Trafigura has signed a US$400mn loan with a syndicate of Middle East banks, showing increasing interest for commodity financing in the region.
The 12-month revolving borrowing base facility, signed at the end of August, was arranged by BNP Paribas and involved 11 Middle East banks, including Arab Petroleum Investments Corp (Apicorp), Commercial Bank of Qatar, Mashreq Bank, First Gulf Bank, Bank of Bahrain and Kuwait, Gulf International Bank Bahrain, Abu Dhabi Commercial Bank, Ahli United Bank, Doha Bank, Arab Bank and Union National Bank, Trafigura confirms to GTR.
The trading house adds that the involvement of Arab banks is not so much linked to a shortage of credit in Europe as a long-term strategy of financing diversification.
“We’re delighted to have completed the renewal of our annual US$400m borrowing base credit facility with a number of banks in the Middle East,” says Christophe Salmon, Trafigura’s chief financial officer Emea. “The facility will finance our local inventories and shows our continued commitment to the region.”
However, market sources believe this deal is evidence of a growing interest for commodity financing in the Middle East, as European banks’ lower access to US dollars has left a gap in the sector.

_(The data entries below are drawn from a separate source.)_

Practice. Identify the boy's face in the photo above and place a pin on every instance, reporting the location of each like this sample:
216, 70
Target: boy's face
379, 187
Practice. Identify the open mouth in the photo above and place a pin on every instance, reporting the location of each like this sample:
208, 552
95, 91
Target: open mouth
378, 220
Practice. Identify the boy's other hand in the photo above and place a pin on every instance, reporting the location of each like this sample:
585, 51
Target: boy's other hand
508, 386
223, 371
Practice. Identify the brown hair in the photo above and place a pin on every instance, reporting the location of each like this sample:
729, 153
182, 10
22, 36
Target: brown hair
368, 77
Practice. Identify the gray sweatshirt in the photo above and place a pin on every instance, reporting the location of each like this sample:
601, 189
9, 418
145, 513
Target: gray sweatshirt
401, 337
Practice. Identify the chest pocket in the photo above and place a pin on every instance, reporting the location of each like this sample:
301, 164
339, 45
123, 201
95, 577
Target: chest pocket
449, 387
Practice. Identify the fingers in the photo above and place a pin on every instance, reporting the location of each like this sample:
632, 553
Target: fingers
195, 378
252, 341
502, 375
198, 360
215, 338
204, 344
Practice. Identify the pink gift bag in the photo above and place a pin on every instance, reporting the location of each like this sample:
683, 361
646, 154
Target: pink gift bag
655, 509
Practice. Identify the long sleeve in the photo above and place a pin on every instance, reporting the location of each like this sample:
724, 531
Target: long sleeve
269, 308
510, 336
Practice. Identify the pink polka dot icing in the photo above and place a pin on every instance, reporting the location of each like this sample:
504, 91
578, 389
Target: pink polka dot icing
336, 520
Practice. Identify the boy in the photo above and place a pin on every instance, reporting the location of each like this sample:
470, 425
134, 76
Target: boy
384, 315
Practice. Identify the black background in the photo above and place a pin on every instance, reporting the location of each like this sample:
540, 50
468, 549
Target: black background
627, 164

Stephen Holden, vice-president, head of international business at First Gulf Bank, tells GTR: “There’s undoubtedly been a pullback from some of the European banks, which has been an opportunity for other banks and encouraged companies to look at new banks as well.”
The bank, which has offices in the UAE and in Singapore and does a lot of business with Trafigura, has registered a rise in demand for commodity financing, and Holden adds that competition has also increased between banks in the Middle East.
“A number of the major trading houses are important clients of ours and we’ve seen an increase in business with them, both in Singapore and in the UAE. We’ve seen a lot of uptake in competition from our regional neighbours in the Middle East.”
He believes that this trend is likely to grow in the future, influenced not only by the gap left by traditional financiers, but also by the price of oil. “If the price of oil goes up, your financing requirements are greater for the same volume of oil, so as a result, the number of banks they deal with may also be determined by the price of oil.”